The story behind that photo: Mt. St. Helens Eruption on May 18, 1980
This picture took was the one with the Pinto cocked in the road and the bent motorcycle still in the back with that HUGE cloud going up in the sky in the background.
(Cooper or Lasher may have conflated this part of the story with the fate of Robert Landsberg, a newspaper photographer who, upon realizing he wouldn't be able to escape the eruption after photographing it, carefully rewound his film, packed away his camera gear, and laid over the gear to preserve his shots.)
He made his way back down the mountain after being quickly overtaken by the ash cloud. He was completely blinded, and had to drive on the opposite side of the road steering by staying right on the opposite side of the road heading into oncoming traffic, but encountered nobody going up. The car choked out after a while and he rode his bent motorcycle out of the mountains back to the room he had rented.
That, however, wasn't the end of Lasher's story.

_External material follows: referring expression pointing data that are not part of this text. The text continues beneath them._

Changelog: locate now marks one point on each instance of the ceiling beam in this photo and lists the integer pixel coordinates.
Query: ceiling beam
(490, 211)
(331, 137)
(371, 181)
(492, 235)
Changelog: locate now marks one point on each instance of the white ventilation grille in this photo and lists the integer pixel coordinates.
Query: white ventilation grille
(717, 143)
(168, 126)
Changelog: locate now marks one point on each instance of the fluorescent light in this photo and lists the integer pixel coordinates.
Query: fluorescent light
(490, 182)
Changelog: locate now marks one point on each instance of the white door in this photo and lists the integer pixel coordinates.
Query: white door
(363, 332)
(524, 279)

The next day as soon as he could, he rode his motorcycle back up into the now really hot zone with his camera to get what pics he could. He was well into the red no go zone, when a helicopter saw him, and came right down and landed in his path. He was surprised to be arrested on the spot and flown out in the chopper and to jail. They left his motorcycle lay on the mountain. They also kept him in jail for a few days without letting him call anyone or even plead his case. When he finally got out, he again went back up there, (Not sure how) and was able to get his motorcycle back and I think later his car as well.

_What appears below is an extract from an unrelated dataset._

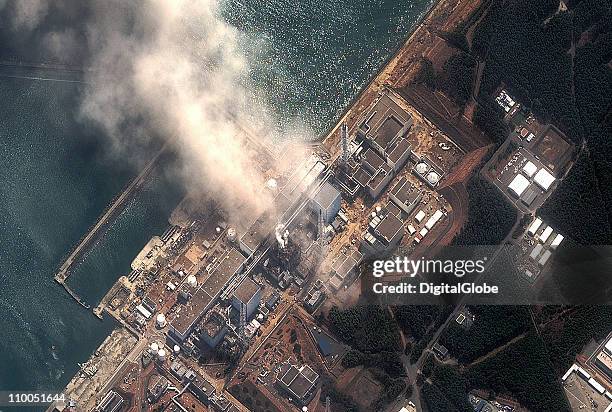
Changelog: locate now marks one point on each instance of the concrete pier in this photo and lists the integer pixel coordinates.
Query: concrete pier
(102, 224)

Some of those photos that Lasher ended up taking of the aftermath, according to Cooper and fellow former co-worker Steven Firth, focused on those who didn't make it out alive and on the automotive wreckage they left behind. Both Cooper and Firth recalled Lasher showing them photos of burned-out vehicles with puddles of melted plastic underneath.So, yes, the photographer behind that mystery photograph did survive to see it widely disseminated. Whatever became of the Pinto and the Yamaha, however, i don't know.